From TPM:
But it turns out there were multiple reports in newspapers and on television supporting the fact that there were rumors about Hamdani. In a Sept. 21, 2001 interview with CBS, Hamdani's mother said they were "having troubles coping with it because we can't go outside without having people give us looks and have this feeling that, 'Hey, you're to blame for this.' It's, like, we're being targeted for something we didn't even do."Don't expect an apology from Hoft, though. He likes to keep his readers stupid, uninformed, and perpetually angry. Otherwise, how else could they stand to read his garbage?
As Shaffer points out, a Oct. 12, 2001 New York Post story titled "Missing -- or Hiding? Mystery of NYPD Cadet from Pakistan" (which no longer exists online) reports that "investigators for the FBI and NYPD have since questioned the family about which Internet chat rooms he visited and if he was political." (His mother called that article "slander" in an interview on Democracy Now following the hearing yesterday.)
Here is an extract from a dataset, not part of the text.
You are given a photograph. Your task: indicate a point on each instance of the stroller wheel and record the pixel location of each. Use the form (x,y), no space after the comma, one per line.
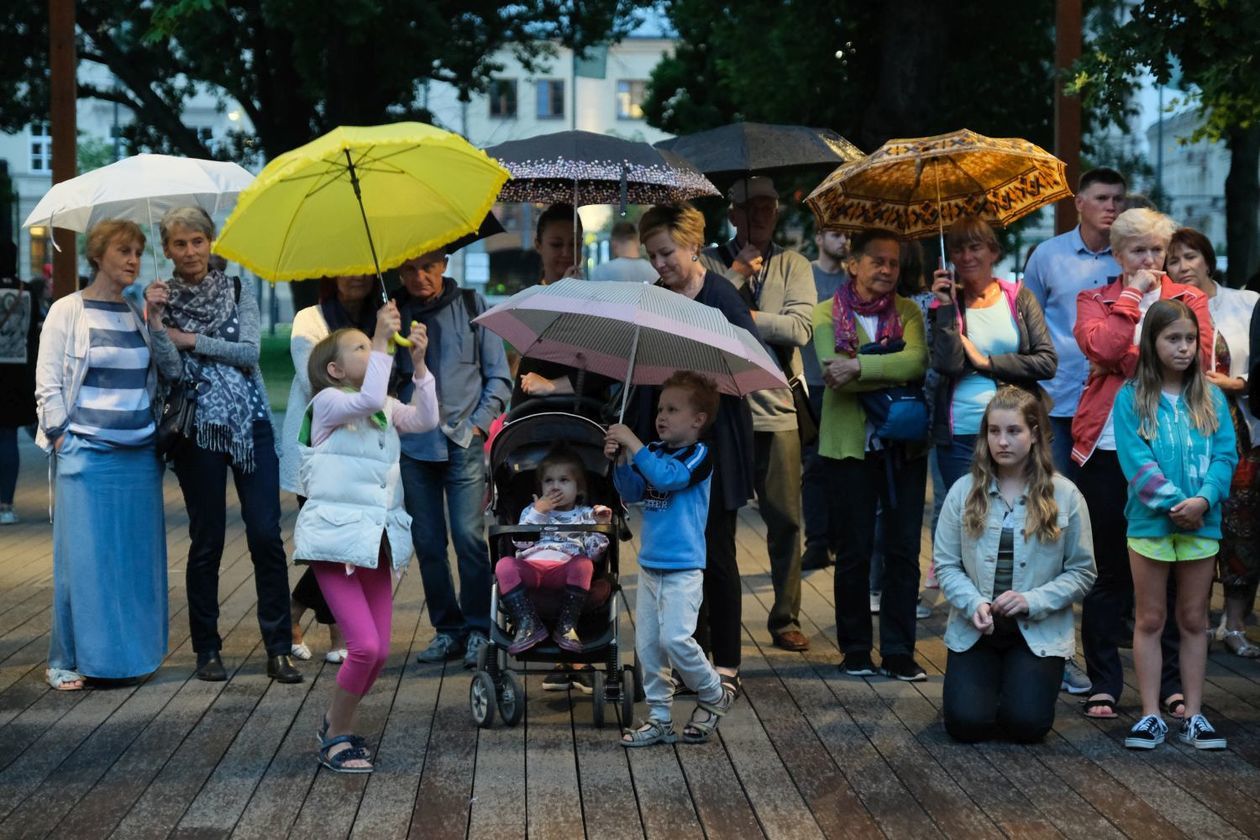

Then the New York Daily News reported on April 6, 2002, that the "story of a Pakistani-born Muslim man living in Queens who was unexpectedly missing after Sept. 11 quickly took on sinister implications."
The New York Times reported on March 9, 2003, that "ugly rumors circulated: he was a Muslim and worked in a lab; he might have been connected to a terrorist group. Months later the truth came out.